Microbiome Diversity Key To Survival After Allogeneic Hematopoietic Cell Transplantation
Microbiome Diversity Key To Survival After Allogeneic Hematopoietic Cell Transplantation
The Audio Journal of Oncology Podcast
SAN DIEGO—Overall survival after allogeneic hematopoietic cell transplantation (allo-HCT) was found to be adversely influenced by a lack of diversity in the intestinal microbiota—before, during and after the transplant—in a study from four research centers in three countries reported at the 2018 annual meeting of the American Society of Hematology.
https://ash.confex.com/ash/2018/webprogram/Paper116967.html
https://www.ncbi.nlm.nih.gov/pubmed/31289031
https://www.ncbi.nlm.nih.gov/pubmed/31262981
https://www.ncbi.nlm.nih.gov/pubmed/31010813
Microbiome injury
The study found patterns of “microbiome injury” were strikingly comparable from country to country and from one transplant center to another—even when patients had different baseline microbiomes and the centers had different antibiotic practices, Jonathan Peled MD PhD, a bone marrow transplant physician at Memorial Sloan Kettering Cancer Center, New York told the Audio Journal of Oncology. “The implication is that associations observed in one center—or interventions that are observed to work in a trial at one center—are likely to be applicable broadly,” he said.
“We hypothesize that the injury we observed during transplant is attributable to antibiotic exposures and to not eating much during the transplant—although the chemotherapy conditioning and other drugs could be playing a role too.”
“We’ve known from animal studies that intestinal microbiota has a really important impact on how an individual who has received a bone marrow transplant does,” said Peled.
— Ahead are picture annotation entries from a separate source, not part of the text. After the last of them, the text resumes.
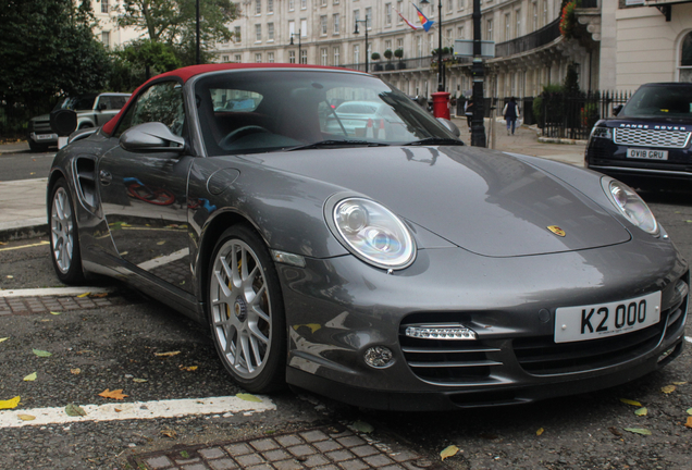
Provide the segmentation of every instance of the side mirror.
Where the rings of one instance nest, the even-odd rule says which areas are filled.
[[[120,136],[120,146],[128,151],[183,152],[185,139],[163,123],[144,123],[125,131]]]
[[[446,120],[444,118],[437,118],[437,121],[440,121],[440,123],[443,126],[445,126],[445,128],[449,131],[452,134],[454,134],[455,136],[459,137],[461,135],[459,127],[457,127],[457,125],[453,123],[452,121]]]

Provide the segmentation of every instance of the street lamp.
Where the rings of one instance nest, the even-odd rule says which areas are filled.
[[[430,4],[428,0],[421,0],[420,4]],[[442,67],[442,0],[437,3],[437,91],[444,91],[445,86],[442,81],[442,74],[444,73]]]
[[[291,46],[293,46],[293,37],[296,36],[295,33],[291,33]],[[302,50],[300,49],[300,29],[298,29],[298,63],[302,63]]]
[[[358,23],[366,24],[366,73],[368,73],[368,16],[364,20],[356,20],[356,30],[354,30],[355,35],[358,35]]]

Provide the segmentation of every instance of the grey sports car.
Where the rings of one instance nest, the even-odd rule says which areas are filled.
[[[383,103],[397,132],[328,132],[334,100]],[[604,388],[672,360],[689,270],[642,199],[453,131],[343,69],[160,75],[55,157],[55,272],[118,277],[208,323],[254,393],[453,409]]]

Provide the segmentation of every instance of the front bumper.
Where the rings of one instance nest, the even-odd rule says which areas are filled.
[[[664,261],[643,269],[633,260]],[[652,372],[682,348],[688,289],[681,295],[676,285],[689,285],[688,267],[665,240],[517,258],[420,250],[413,265],[392,275],[350,256],[277,268],[287,382],[358,406],[450,409],[584,393]],[[558,307],[656,290],[664,313],[654,326],[568,346],[553,342]],[[403,331],[424,321],[465,324],[478,341],[433,341],[438,345],[429,349],[454,350],[429,351],[421,366],[420,345]],[[372,346],[390,348],[393,363],[366,364]]]

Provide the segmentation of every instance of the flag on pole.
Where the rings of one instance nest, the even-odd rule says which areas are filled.
[[[411,3],[413,4],[413,3]],[[425,15],[423,14],[422,11],[418,10],[418,7],[416,7],[413,4],[413,8],[416,9],[416,11],[418,12],[418,20],[420,21],[420,24],[423,26],[423,29],[425,29],[425,33],[428,33],[430,30],[430,27],[433,25],[433,21],[430,21],[425,17]]]
[[[409,22],[408,20],[406,20],[404,17],[404,15],[401,13],[399,13],[399,11],[397,9],[394,9],[394,11],[401,17],[401,20],[404,20],[404,23],[406,23],[411,29],[422,29],[422,26],[416,26],[413,23]]]

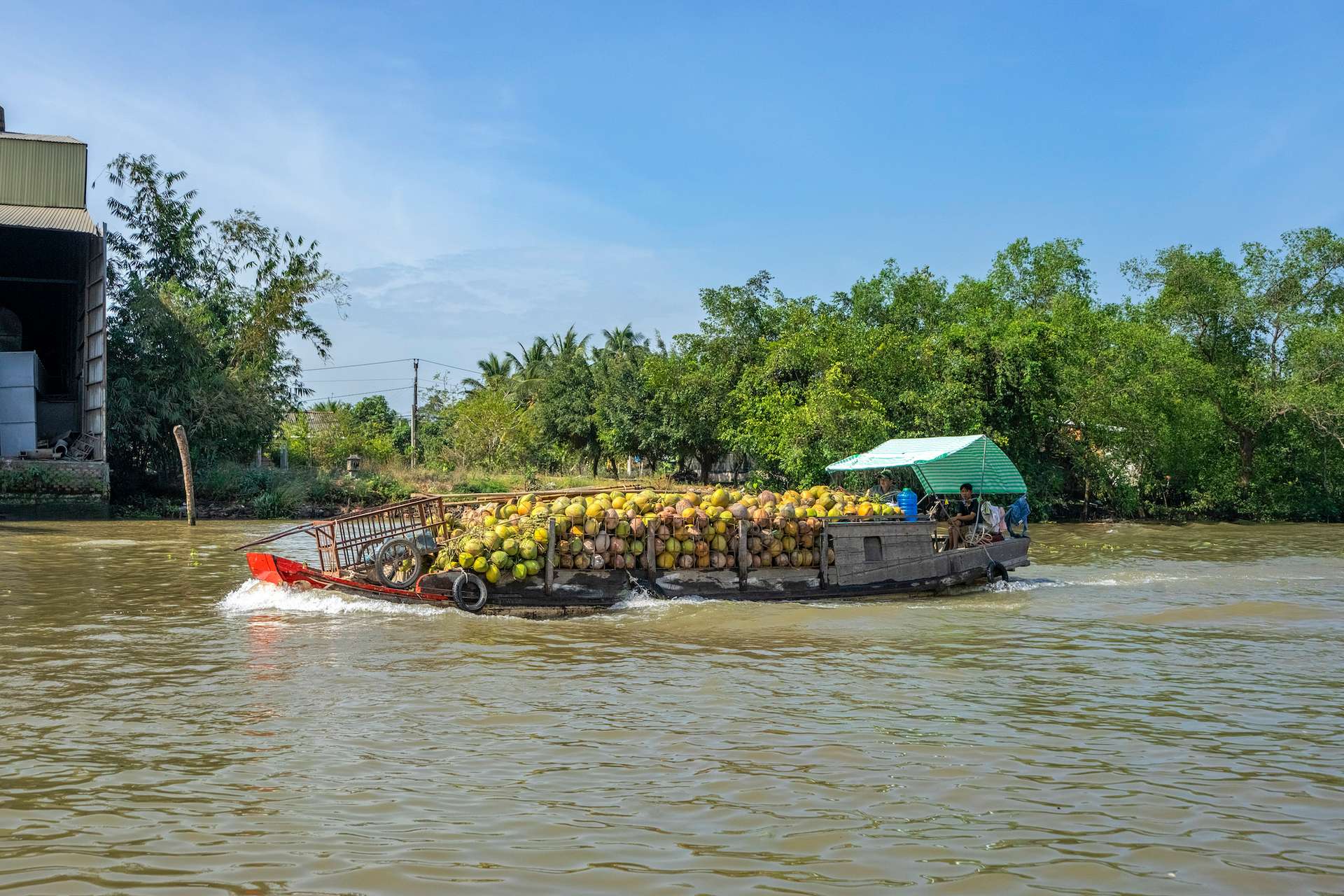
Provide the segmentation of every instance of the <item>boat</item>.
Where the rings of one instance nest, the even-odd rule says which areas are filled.
[[[939,496],[956,494],[962,482],[970,482],[980,498],[1021,494],[1019,504],[1025,504],[1021,474],[984,435],[891,439],[837,461],[827,470],[841,474],[888,467],[911,470],[930,508]],[[966,533],[966,545],[949,549],[938,532],[938,521],[929,513],[915,513],[914,519],[825,520],[820,545],[829,551],[818,552],[817,567],[751,567],[746,555],[747,523],[738,521],[738,557],[731,568],[659,568],[652,537],[646,539],[640,568],[562,568],[556,563],[552,519],[546,533],[544,574],[487,586],[462,570],[422,574],[422,557],[437,549],[452,505],[445,496],[418,497],[309,523],[239,549],[306,531],[316,540],[319,567],[250,552],[247,564],[253,578],[294,588],[531,618],[601,613],[626,600],[632,591],[655,598],[755,602],[930,596],[1007,579],[1009,571],[1030,564],[1031,539],[1025,521],[1020,533],[1009,531],[1005,535],[991,532],[977,519]]]

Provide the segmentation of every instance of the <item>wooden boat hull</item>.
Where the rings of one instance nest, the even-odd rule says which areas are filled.
[[[890,532],[883,531],[883,539]],[[898,536],[906,535],[896,532]],[[866,536],[856,531],[855,537]],[[871,541],[874,536],[867,537]],[[1008,539],[958,551],[933,552],[927,548],[927,552],[919,549],[913,555],[888,551],[887,560],[864,559],[848,566],[841,564],[844,540],[837,539],[836,544],[836,566],[832,570],[754,568],[746,576],[739,576],[737,570],[659,570],[652,578],[648,570],[556,570],[548,588],[539,579],[491,587],[481,614],[531,618],[586,615],[610,610],[638,588],[659,598],[702,596],[719,600],[910,599],[941,595],[952,588],[985,582],[995,564],[1003,571],[1030,564],[1030,539]],[[871,557],[871,544],[864,547]],[[271,553],[249,553],[247,564],[253,578],[273,584],[437,606],[456,606],[453,583],[461,575],[456,571],[426,575],[414,591],[398,591],[321,572]]]

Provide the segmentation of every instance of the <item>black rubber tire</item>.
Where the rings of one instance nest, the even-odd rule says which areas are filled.
[[[999,563],[999,560],[991,560],[989,566],[985,567],[985,580],[989,584],[993,584],[995,582],[1007,582],[1008,570],[1004,568],[1004,564]]]
[[[476,588],[474,600],[468,600],[465,596],[468,584]],[[457,604],[458,610],[462,613],[480,613],[485,609],[487,600],[489,600],[489,590],[485,587],[485,579],[474,572],[464,572],[457,576],[457,582],[453,583],[453,603]]]
[[[394,549],[403,549],[410,555],[411,563],[411,578],[406,580],[395,579],[387,574],[384,568],[387,557]],[[378,548],[378,553],[374,556],[374,575],[378,576],[379,583],[384,588],[396,588],[398,591],[406,591],[415,587],[415,582],[419,580],[421,575],[425,572],[425,556],[415,547],[415,543],[406,537],[388,539]]]

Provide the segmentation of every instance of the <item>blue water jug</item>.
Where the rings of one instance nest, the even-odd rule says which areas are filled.
[[[896,506],[906,514],[907,520],[914,520],[919,514],[919,498],[909,488],[900,489],[896,496]]]

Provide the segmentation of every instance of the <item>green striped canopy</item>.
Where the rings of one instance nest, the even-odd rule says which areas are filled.
[[[945,435],[930,439],[891,439],[871,451],[847,457],[827,473],[882,470],[909,466],[929,494],[952,494],[970,482],[976,494],[1024,494],[1027,484],[992,439],[984,435]]]

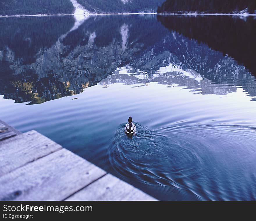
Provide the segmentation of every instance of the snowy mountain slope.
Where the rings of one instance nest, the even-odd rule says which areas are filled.
[[[77,0],[93,13],[155,12],[164,0]]]
[[[72,14],[74,8],[70,0],[1,0],[0,15]]]

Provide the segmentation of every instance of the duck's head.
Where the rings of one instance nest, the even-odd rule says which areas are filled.
[[[129,119],[128,119],[128,122],[131,123],[132,121],[132,118],[131,118],[131,117],[129,117]]]

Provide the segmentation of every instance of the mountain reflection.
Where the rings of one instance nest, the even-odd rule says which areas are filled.
[[[244,66],[231,52],[223,56],[219,48],[209,48],[207,39],[191,39],[181,31],[180,22],[172,21],[176,26],[167,26],[168,30],[151,15],[1,18],[0,94],[33,104],[79,93],[99,82],[155,82],[203,94],[226,94],[241,86],[256,96],[255,79],[247,69],[253,69],[251,61]],[[253,43],[252,37],[246,45]]]

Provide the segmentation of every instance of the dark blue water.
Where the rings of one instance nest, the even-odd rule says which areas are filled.
[[[160,199],[255,200],[255,21],[1,18],[0,118]]]

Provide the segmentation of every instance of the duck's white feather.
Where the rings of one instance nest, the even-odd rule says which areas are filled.
[[[136,126],[133,123],[126,124],[125,126],[125,131],[127,133],[133,133],[136,130]]]

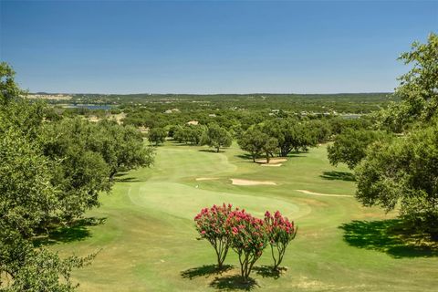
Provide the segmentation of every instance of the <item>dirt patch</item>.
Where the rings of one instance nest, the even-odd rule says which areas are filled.
[[[307,194],[322,195],[327,197],[352,197],[352,195],[349,195],[349,194],[321,193],[310,192],[308,190],[295,190],[295,191],[307,193]]]
[[[276,185],[276,182],[270,181],[249,181],[241,179],[230,179],[235,185]]]
[[[271,158],[269,160],[269,164],[277,164],[277,163],[286,162],[287,162],[287,160],[286,158]],[[256,162],[266,164],[266,159],[257,159],[256,161]]]
[[[263,164],[261,164],[261,165],[262,165],[262,166],[274,166],[274,167],[278,167],[278,166],[281,166],[281,165],[283,165],[283,164],[281,164],[281,163],[278,163],[278,164],[271,164],[271,163],[266,164],[266,163],[263,163]]]

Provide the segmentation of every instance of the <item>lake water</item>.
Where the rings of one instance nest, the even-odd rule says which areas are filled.
[[[67,109],[88,109],[88,110],[111,110],[112,106],[107,104],[69,104],[65,106]]]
And so the aim of the study had been to investigate this in humans: “And not just in a single-center observational fashion but in a multi-center large cohort so that we could really try to answer these questions definitively,” he said. The study had been designed to find out whether the pre-transplant microbiome diversity in the intestine could predict patient outcome.
Bacterial diversity
Peled explained that intestinal diversity was a measures “richness”—how many unique bacterial species were present in a sample, and also “even-ness”—how evenly each species was distributed in the sample. Typically, healthy bacterial communities in the gut had very high diversities, he said. And one microbiome injury pattern—or dysbiosis—they had observed in transplant patients had been a severe loss of this diversity. “In transplant patients a loss of diversity is seen that’s more severe than in most so-called dysbiotic states in other clinical settings” he said.
The study found that low diversity—either pre-transplant or post transplant—predicted for poor outcomes with shorter overall survival, increased transplant-related mortality, and—in some sub-sets of patients—more graft versus host disease, said Peled. “The number one implication is that we need clinical trials to design or test strategies to remediate damage. And number two: It may well be that bacteria have a pathogenic role in the pathophysiology of graft versus host disease,” he said.
Samples
The researchers collected 1922 stool samples from 991 patients having allo-HCT—in the United States, Germany and Japan—at four transplant centers. Patients varied in their underlying diagnoses, donor-graft sources, conditioning intensities, and graft versus host disease (GVHD) prophylaxis. “This is the largest such cohort that’s been assembled to ask these kinds of questions to date. And a critical feature of the study is that although we collected samples from all over the world we analyzed them all in one laboratory to try to overcome some of the potential biases,” Peled said.
Consistent dysbiosis
On average patients from all four transplantation centers had reduced microbiota diversity—even before allo-HCT—than in samples from healthy volunteers. Among 753 patients those in the lowest quartile of pre-HCT microbiota diversity had lower overall survival than those in the highest quartile. The investigators concluded that microbiota injury after transplant had been preceded by bacterial “community structures” that had already been abnormal at the start of the procedure. This explained why antibiotic exposure before transplant had been found to have been a risk factor for poor outcome.
Dominant bacteria
“Domination”—defined as one bacterial species populating at least thirty per cent of the microbiota—was found to be the injury most strongly associated with poor outcome. “In a bone-marrow transplant patient who is not eating, and has antibiotics “on board” for a week or more there can—in some cases—be only a single bacterium—mono-domination,” Peled said.
During transplantation the cumulative incidence of intestinal domination by any organism was more than 50 per cent at the outset and had become at least 87 per cent a month later. Such “low-diversity” states were found to be associated with exposure to broad-spectrum antibiotics, conditioning intensity, and low calorie intake.
Conclusions
The study concluded that microbiota configurations were similar in all four institutions as well as being distinct from those in healthy individuals. Also severe microbiota injury—including mono-domination—was commonly associated with allo-HCT. It began before allograft infusion, and microbiota injury before transplant predicted poor overall survival.
Interventions needed
They investigators suggested that the pre-transplant period was a window of opportunity to assess microbiota injury and to inform clinicians’ choice of antibiotic prophylaxis, approaches to gut-decontamination, GVHD-prophylaxis, and conditioning regimens. They concluded it was also a priority for researchers to look into ways of intervening to prevent or remedy microbiota injury.
“Judicious use of antibiotics—following guidelines such as those articulated by the Infectious Diseases Society of America—is always a good idea,” said Peled. “We’re not yet at the point where we can recommend changes to practice. But we are evaluating a potential recommendation in a randomized clinical trial.”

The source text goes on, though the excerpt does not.